FIG. 1 is a diagram showing a first embodiment of the present invention.

FIG. 2 is a diagram for explaining a relationship between an airflow regulating member and a height of an electrode in a discharge direction.

FIG. 3 is a diagram schematically showing a flow velocity distribution of a gas flowing between electrodes in the present invention.

FIG. 4 is a diagram showing a second embodiment of the present invention.

FIG. 5 is a diagram showing an example of a cross-sectional shape of the airflow path regulating member when cut along a plane perpendicular to the longitudinal direction of the electrode.

FIG. 6 is a schematic view showing the inside of a conventional laser chamber.

FIG. 7 is a view showing a fold formed on an insulating base on which a high-voltage side electrode is installed.

FIG. 8 is a diagram schematically showing a flow velocity distribution of a gas flowing between electrodes in a conventional apparatus.

[Explanation of symbols]

 DESCRIPTION OF SYMBOLS 1 Chamber main body 11 Insulation base 2a, 2b Electrode 21 Electrode holder 3 Current supply member 4 High-voltage pulse generator 5 Cross flow fan 6, 6a, 6b Airway regulation member

 ────────────────────────────────────────────────── ─── Continued on the front page (72) Inventor Takeshi Minobe 6409 Motoishikawacho, Aoba-ku, Yokohama-shi, Kanagawa Fushio Electric Co., Ltd. F-term (reference) 5F071 DD01 DD08 EE04 FF05 FF09 GG05 JJ05

Claims (4)

[Claims] 1. A laser chamber in which a laser gas is sealed, a pair of electrodes facing each other and spaced apart from each other by a predetermined distance and arranged in the laser chamber, and having a shape extending in a laser optical axis direction.

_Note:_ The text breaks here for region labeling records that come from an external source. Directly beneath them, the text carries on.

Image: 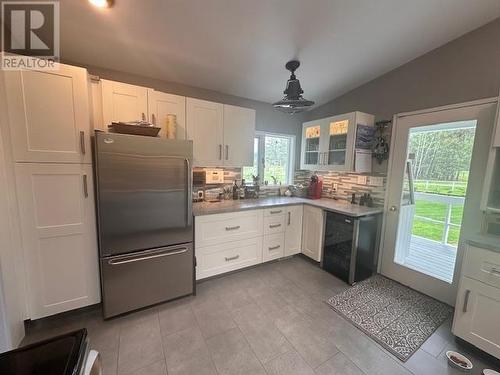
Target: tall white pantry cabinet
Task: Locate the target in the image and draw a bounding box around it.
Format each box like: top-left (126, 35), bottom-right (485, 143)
top-left (5, 64), bottom-right (100, 319)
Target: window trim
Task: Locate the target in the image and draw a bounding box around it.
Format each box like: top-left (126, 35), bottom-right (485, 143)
top-left (245, 130), bottom-right (296, 189)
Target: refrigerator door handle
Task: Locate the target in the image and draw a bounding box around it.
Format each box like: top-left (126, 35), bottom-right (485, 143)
top-left (184, 158), bottom-right (193, 227)
top-left (108, 247), bottom-right (188, 266)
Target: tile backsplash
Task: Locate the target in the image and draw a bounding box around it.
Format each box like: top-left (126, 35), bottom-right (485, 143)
top-left (295, 170), bottom-right (386, 206)
top-left (193, 168), bottom-right (386, 206)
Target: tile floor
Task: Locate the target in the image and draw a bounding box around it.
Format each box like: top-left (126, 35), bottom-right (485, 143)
top-left (25, 257), bottom-right (500, 375)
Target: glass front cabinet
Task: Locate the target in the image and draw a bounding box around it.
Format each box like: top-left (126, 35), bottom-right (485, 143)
top-left (300, 112), bottom-right (374, 172)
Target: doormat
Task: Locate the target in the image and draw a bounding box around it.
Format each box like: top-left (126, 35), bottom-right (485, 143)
top-left (327, 275), bottom-right (453, 362)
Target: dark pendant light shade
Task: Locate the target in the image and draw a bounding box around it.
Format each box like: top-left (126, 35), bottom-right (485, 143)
top-left (273, 60), bottom-right (314, 114)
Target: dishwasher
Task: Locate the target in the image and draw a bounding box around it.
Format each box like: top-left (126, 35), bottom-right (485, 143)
top-left (321, 212), bottom-right (380, 285)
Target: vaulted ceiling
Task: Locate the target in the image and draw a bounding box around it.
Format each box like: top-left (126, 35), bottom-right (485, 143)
top-left (60, 0), bottom-right (500, 104)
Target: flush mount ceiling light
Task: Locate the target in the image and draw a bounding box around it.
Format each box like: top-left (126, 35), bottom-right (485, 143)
top-left (273, 60), bottom-right (314, 114)
top-left (89, 0), bottom-right (114, 8)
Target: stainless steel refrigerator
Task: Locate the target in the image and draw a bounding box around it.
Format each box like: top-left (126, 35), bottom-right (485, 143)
top-left (94, 132), bottom-right (195, 318)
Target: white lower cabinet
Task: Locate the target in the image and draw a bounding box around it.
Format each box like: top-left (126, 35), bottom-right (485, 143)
top-left (196, 236), bottom-right (262, 280)
top-left (194, 205), bottom-right (304, 280)
top-left (15, 163), bottom-right (100, 319)
top-left (262, 232), bottom-right (285, 262)
top-left (452, 246), bottom-right (500, 358)
top-left (302, 206), bottom-right (324, 262)
top-left (283, 205), bottom-right (303, 256)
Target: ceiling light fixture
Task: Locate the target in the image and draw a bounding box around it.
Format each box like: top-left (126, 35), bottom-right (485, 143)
top-left (273, 60), bottom-right (314, 115)
top-left (89, 0), bottom-right (114, 8)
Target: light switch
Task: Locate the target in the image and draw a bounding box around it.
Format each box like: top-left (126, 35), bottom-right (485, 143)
top-left (370, 176), bottom-right (384, 186)
top-left (358, 176), bottom-right (367, 185)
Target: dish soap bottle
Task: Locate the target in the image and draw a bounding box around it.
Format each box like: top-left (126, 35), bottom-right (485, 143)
top-left (233, 180), bottom-right (240, 200)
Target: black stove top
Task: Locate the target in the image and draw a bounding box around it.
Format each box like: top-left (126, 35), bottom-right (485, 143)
top-left (0, 329), bottom-right (87, 375)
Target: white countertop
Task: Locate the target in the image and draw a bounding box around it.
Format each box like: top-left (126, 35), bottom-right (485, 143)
top-left (193, 197), bottom-right (383, 217)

A gas laser device having a gas circulating means for a circulating flow flowing therethrough, provided with an insulating member for ensuring a creeping distance around a longitudinal direction of the high-pressure side electrode of the pair of electrodes, A gas laser device, wherein an air passage regulating member is provided at a position facing the insulating member at both ends in the longitudinal direction of the low-voltage side electrode. 2. A laser chamber in which a laser gas is sealed, a pair of electrodes arranged in the laser chamber, facing each other at a predetermined interval, and having a shape extending in a laser optical axis direction; 1. A gas laser device comprising: a gas circulating means for producing a circulating flow flowing through a pair of electrodes, wherein air flow regulating members are provided at both ends in a longitudinal direction of the pair of electrodes. 3. The height of the air flow regulating member in the discharge direction is:
3. The gas laser device according to claim 1, wherein the height of the pair of electrodes is equal to the height in the discharge direction. 4. The gas laser device according to claim 1, wherein the cross-sectional shape of the airflow regulating member when cut along a plane perpendicular to the longitudinal direction of the electrode is substantially equal to the cross-sectional shape of the electrode.